ソフトウェアは市場販売目的と自社利用の場合で少々取り扱いが異なりますので、1つずつみていきましょう。
・市場販売目的ソフトウェアの減価償却
資産計上されたソフトウェア金額:6,000,000
見込有効期間:3年
なお、見込販売数量および見込販売収益の見直しはないものとする。
A.見込販売数量に基づく償却
1年目
6,000,000 × 1,400 ÷ 2,500*1 = 3,360,000
*1 1,400 + 800 + 300 = 2,500
均等償却額:6,000,000 ÷ 3 = 2,000,000
3,360,000 > 2,000,000
償却額:3,360,000
帳簿価額:6,000,000 − 3,360,000 = 2,640,000
2年目
2,640,000 × 800 × 1,100*2 = 1,920,000
*2 800 + 300 = 1,100
均等償却額:2,640,000 ÷ 2 = 1,320,000
1,920,000 > 1,320,000
償却額:1,920,000
帳簿価額:6,000,000 − (3,360,000 + 1,920,000) = 720,000
3年目
償却費:720,000
帳簿価額:0
B.見込販売収益に基づく償却
1年目
6,000,000 × 2,500,000 ÷ 4,000,000*3 = 3,750,000
*3 2,500,000 + 1,000,000 + 500,000 = 4,000,000
均等償却額:6,000,000 ÷ 3 = 2,000,000
3,750,000 > 2,000,000
償却費:3,750,000
帳簿価額:6,000,000 - 3,750,000 = 2,250,000
2年目
2,250,000 × 1,000,000 ÷ 1,500,000*4 = 1,500,000
*4 1,000,000 + 500,000 = 1,500,000
均等償却額:2,250,000 ÷ 2 = 1,125,000
1,500,000 > 1,125,000
償却費:1,500,000
帳簿価額:6,000,000 − (3,750,000 + 1,500,000) = 750,000
3年目
償却費:750,000
帳簿価額:0
以上となります。
ポイントは毎期の償却額が均等償却額を下回っていないか確認して、毎期の償却額が均等償却額以下となる場合には、残存期間にもとづく均等償却となる点です。
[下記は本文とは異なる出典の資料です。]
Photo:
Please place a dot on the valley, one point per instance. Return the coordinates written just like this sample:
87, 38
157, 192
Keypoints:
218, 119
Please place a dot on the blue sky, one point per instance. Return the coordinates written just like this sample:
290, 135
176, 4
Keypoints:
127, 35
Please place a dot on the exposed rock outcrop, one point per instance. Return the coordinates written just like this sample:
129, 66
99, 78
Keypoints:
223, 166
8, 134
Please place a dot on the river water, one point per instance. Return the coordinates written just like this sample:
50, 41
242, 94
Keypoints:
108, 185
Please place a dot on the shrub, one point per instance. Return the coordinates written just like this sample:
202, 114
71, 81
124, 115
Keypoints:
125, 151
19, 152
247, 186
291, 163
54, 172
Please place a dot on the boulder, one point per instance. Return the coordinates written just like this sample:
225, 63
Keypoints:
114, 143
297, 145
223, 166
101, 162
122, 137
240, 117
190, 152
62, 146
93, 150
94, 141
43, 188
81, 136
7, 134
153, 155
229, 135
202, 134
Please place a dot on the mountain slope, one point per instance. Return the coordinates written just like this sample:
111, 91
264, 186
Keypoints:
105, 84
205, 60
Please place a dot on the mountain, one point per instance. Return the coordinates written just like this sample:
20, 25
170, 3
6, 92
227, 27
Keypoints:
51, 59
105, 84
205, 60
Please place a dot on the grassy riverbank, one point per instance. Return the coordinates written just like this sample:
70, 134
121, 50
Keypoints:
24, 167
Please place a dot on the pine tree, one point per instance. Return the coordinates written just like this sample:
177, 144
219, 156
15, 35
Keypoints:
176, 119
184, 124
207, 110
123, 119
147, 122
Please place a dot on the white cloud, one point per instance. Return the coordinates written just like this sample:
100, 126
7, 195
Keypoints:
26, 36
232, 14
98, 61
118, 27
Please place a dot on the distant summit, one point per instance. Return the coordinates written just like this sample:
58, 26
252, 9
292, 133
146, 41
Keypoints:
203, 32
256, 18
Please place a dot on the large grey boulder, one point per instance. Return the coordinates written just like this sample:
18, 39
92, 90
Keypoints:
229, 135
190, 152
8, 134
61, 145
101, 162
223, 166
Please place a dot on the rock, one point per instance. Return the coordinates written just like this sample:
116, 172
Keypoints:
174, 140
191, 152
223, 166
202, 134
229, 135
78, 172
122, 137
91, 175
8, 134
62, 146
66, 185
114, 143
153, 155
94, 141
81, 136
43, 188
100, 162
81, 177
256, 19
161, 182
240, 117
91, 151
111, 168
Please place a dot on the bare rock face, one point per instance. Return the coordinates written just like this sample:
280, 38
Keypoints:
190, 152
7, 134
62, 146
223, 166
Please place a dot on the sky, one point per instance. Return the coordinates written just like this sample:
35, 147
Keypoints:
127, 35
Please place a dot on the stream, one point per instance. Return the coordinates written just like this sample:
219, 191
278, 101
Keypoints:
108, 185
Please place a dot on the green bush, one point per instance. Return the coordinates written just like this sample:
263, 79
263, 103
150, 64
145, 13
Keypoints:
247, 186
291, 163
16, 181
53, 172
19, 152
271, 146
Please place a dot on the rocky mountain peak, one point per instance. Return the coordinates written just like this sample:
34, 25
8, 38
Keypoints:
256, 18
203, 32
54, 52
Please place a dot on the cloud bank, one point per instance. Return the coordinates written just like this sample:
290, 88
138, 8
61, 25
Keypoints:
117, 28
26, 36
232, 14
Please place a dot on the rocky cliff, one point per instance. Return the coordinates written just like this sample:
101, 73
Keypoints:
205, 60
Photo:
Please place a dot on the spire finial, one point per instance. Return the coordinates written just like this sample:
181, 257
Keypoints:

基準の設例ではそのような場合も取り扱っていますので、ご興味のある方はそちらを御覧ください。
日本公認会計士協会 会計制度委員会報告第12号「研究開発費及びソフトウェアの会計処理に関する実務指針」
URL:https://jicpa.or.jp/specialized_field/1214_2.html
・自社利用ソフトウェアの償却
例)自社利用ソフトウェアとして制作費200,000を資産計上した。
(当該ソフトウェアの利用により将来の収益獲得は確実なものと判断されている。)
償却方法は定額法、償却期間は5年とする。
2年目末時点で利用可能期間の見直しを行ったところ、残り2年であることがわかった。
1年目〜2年目
200,000 ÷ 5 = 40,000
3年目〜4年目
120,000*1 ÷ 2 = 60,000
*1 200,000 - (40,000 × 2) = 120,000
利用可能期間の変更があった場合、残りの期間で均等償却とします。